You are an engineer, aren't you?  I can smell them -- my son is one.

On 6/26/06, Peter Frederick <[EMAIL PROTECTED]> wrote:

Actually, viscosity ratings are more complicated.  In the old days, you
have an oil of a particular viscosity (actually flow rate at a certain
temperature).  Petroleum based oils have a significant change of
viscosity with change in temperature character -- when hot, they get
VERY thin.  When cold, of course, they aquire the flow characteristics
of molassas, what ever the room temperature viscosity.

The solution was to add materials that didn't change viscosity so much,
so that an oil mixture would have "multi-viscosity" characteristics --
that is, flow like say a 10 wt oil cold and a 30 wt oil hot.  The
rating is cold viscosity rating number first, followed by hot viscosity
rating, so a 10W-40 oil flows like a single rating 10W oil cold and
like a single rating 40W hot.

The base fluid used in synthetic oils doesn't change viscosity with
temperature nearly as much as petroleum base oils, and in fact is
fairly hard to rate using methods for petroleum base oils.  0W-30
synthetic oil pours like cold diesel fuel, but I'd not want to use
diesel fuel as an engine oil -- wouldn't stay in the engine!

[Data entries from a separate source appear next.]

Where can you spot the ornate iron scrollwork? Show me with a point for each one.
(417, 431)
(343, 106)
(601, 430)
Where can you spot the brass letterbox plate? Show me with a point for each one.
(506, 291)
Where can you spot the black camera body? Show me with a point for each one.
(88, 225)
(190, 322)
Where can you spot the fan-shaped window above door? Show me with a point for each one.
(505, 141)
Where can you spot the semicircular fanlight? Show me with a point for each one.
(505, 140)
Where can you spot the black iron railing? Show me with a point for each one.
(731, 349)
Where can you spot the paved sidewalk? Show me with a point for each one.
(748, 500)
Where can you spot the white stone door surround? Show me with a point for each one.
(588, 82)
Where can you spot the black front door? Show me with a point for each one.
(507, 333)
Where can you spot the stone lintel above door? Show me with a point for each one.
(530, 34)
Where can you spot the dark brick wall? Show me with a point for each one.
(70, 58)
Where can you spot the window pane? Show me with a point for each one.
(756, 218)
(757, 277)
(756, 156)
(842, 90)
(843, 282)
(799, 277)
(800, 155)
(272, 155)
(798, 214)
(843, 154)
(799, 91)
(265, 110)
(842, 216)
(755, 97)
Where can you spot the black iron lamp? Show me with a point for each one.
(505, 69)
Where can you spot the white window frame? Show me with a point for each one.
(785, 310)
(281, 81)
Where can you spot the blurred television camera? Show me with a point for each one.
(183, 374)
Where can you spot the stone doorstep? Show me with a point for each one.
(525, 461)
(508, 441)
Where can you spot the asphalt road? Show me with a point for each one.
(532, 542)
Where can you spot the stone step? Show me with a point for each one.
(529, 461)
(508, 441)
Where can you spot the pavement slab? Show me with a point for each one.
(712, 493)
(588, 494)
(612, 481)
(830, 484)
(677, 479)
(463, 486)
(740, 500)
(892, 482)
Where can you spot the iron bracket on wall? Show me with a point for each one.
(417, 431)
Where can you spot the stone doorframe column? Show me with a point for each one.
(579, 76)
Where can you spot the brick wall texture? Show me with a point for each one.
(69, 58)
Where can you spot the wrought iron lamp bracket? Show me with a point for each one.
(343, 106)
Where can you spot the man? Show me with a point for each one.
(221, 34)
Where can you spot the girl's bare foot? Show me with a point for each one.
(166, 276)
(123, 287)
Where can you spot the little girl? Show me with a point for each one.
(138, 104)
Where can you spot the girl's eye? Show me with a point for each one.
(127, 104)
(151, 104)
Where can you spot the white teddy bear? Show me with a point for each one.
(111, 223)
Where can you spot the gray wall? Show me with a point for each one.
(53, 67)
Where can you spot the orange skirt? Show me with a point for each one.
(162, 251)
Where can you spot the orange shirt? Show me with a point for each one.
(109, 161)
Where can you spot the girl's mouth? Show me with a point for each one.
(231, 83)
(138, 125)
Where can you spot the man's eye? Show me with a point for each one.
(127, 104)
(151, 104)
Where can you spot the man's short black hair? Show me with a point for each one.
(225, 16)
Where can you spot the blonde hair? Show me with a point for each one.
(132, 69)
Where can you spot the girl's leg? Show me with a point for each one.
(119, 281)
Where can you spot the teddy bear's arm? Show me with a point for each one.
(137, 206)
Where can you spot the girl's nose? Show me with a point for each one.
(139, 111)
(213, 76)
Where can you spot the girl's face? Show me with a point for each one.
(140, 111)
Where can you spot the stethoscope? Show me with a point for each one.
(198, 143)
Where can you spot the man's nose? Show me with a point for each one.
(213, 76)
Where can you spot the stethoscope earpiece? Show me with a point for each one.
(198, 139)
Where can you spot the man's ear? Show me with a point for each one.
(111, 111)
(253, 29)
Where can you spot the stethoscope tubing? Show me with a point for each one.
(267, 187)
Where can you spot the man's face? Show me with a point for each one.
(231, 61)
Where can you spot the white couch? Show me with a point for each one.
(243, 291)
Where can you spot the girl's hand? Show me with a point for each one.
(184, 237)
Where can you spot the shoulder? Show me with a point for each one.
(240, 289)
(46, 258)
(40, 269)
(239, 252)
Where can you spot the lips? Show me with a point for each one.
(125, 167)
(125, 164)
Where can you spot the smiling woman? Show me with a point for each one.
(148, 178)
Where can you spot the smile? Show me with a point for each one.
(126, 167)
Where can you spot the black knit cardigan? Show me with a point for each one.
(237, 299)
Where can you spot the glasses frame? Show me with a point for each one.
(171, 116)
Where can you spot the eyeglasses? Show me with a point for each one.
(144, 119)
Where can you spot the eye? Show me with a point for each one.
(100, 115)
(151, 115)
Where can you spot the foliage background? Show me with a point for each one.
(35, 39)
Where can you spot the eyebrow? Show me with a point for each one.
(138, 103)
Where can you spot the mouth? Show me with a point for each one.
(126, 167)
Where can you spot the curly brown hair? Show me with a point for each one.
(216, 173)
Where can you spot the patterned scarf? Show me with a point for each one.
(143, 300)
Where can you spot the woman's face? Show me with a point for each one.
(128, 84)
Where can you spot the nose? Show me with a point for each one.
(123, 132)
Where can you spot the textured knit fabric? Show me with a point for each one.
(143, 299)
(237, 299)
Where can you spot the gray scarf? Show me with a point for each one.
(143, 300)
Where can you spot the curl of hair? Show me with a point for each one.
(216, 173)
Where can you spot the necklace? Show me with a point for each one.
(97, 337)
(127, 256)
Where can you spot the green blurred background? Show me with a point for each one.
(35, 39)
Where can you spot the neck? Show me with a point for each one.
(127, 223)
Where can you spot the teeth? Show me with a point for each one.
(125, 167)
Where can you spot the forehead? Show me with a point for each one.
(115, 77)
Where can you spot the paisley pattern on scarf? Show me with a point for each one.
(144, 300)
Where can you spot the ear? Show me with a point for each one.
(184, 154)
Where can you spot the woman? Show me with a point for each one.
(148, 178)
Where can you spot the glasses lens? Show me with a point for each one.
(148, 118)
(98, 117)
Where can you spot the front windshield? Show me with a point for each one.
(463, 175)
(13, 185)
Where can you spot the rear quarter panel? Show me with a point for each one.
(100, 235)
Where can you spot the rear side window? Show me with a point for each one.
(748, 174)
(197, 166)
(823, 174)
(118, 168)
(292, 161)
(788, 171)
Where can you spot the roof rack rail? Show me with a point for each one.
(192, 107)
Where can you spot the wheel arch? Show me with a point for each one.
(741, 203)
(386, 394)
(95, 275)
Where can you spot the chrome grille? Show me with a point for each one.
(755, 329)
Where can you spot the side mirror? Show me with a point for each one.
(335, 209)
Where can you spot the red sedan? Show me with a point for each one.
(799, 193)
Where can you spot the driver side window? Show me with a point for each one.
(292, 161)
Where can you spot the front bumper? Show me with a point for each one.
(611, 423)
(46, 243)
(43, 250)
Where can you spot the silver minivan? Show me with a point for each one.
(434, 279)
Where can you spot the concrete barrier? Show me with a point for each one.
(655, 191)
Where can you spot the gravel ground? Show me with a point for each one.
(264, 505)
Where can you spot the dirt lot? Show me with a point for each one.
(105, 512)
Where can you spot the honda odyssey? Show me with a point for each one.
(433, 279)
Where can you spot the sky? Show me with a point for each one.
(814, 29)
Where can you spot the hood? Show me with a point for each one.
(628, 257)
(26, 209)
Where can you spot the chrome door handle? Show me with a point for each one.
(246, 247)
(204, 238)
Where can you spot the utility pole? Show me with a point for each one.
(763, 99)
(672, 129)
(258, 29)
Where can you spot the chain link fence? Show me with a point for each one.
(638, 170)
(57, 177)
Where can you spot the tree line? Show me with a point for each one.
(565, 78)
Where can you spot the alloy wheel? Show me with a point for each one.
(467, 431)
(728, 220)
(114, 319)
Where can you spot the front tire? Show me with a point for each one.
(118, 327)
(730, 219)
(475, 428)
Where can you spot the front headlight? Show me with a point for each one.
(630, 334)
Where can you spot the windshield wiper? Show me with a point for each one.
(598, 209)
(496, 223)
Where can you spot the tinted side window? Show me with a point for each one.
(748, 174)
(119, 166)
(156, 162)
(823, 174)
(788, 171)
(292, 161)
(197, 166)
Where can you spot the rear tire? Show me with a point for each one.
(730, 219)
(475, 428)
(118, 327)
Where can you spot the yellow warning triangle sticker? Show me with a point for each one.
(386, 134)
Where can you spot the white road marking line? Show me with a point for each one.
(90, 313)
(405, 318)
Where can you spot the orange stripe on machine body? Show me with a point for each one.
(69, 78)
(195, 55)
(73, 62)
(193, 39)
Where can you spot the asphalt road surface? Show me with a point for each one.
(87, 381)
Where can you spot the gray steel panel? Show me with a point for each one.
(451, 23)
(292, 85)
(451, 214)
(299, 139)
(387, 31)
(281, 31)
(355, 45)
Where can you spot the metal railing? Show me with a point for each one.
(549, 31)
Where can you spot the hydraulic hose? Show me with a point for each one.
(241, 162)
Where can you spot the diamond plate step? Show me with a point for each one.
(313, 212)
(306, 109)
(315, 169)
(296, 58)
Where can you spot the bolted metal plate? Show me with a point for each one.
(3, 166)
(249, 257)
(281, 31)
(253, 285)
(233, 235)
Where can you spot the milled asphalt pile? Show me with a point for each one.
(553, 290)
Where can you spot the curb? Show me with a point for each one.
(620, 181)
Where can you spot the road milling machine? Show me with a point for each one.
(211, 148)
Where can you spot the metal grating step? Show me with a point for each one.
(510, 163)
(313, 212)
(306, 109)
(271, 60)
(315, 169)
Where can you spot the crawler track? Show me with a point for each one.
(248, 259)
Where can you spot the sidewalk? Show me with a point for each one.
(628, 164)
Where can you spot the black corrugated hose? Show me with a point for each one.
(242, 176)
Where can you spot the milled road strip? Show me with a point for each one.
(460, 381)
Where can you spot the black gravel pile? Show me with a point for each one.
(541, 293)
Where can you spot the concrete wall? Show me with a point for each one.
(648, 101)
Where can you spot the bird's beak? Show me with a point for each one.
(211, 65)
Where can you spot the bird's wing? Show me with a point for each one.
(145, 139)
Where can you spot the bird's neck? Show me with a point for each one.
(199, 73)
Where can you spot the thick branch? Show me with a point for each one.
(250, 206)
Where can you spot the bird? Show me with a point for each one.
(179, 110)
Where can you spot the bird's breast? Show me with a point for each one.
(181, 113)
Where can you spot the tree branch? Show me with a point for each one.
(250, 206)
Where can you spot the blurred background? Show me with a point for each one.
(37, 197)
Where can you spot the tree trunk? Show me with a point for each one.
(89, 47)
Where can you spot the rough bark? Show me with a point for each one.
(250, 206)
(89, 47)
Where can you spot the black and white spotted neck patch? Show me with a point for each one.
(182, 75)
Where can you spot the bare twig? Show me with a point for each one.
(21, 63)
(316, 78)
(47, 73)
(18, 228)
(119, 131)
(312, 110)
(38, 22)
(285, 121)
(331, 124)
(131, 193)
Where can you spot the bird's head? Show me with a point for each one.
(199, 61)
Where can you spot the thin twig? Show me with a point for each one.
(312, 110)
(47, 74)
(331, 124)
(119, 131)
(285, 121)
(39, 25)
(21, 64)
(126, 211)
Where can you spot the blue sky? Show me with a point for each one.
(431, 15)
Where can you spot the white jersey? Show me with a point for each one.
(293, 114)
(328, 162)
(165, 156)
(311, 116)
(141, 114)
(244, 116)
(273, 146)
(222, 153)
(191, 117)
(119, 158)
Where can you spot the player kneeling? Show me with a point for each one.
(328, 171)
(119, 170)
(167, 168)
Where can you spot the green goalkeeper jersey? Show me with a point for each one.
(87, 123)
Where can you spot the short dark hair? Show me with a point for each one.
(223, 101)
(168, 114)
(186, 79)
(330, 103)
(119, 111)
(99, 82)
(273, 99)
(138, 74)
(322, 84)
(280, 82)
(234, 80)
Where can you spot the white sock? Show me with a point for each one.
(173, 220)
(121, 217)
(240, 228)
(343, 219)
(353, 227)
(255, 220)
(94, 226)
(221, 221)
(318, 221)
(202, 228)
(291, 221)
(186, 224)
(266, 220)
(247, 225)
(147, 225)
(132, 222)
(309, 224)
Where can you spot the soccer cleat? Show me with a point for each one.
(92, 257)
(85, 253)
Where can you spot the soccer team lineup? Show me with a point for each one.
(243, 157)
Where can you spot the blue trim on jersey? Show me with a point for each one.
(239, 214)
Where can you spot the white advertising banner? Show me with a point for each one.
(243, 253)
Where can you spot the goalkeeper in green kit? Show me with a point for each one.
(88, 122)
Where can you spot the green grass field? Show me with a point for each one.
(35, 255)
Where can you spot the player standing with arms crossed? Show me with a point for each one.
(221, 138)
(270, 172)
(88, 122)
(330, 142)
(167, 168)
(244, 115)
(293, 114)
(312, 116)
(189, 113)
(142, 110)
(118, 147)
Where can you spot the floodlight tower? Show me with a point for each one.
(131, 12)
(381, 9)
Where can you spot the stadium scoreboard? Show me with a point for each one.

The smaller molecules will likely burn off first, since they are more
volatile, but I suspect there really aren't that many in synthetic oil.
  The majority of oil consumption in a good condition engine is burnoff
from the cylinder walls as they are exposed during combustion, along
with whatever amount burns off the valves from clearance on the stems.
Synthetics are very resistant to oxidation (remember the frying pan on
the grill ads?)  so they don't burn off the cylinder walls, and the
molecules are fairly large so they won't evaporate.  No modern oil has
components light enough to actually vaporize, I would venture -- they
would also carbonize too easily, leading to excessive sludge.

What the viscosity of a mixture is would be hard to determine without
actually testing it, and I suspect what you would have would be xxW-50
-- the viscosity "extenders" would work their magic more at the hot end
than the cold end.

Fun stuff, eh?  No wonder oil threads go on forever!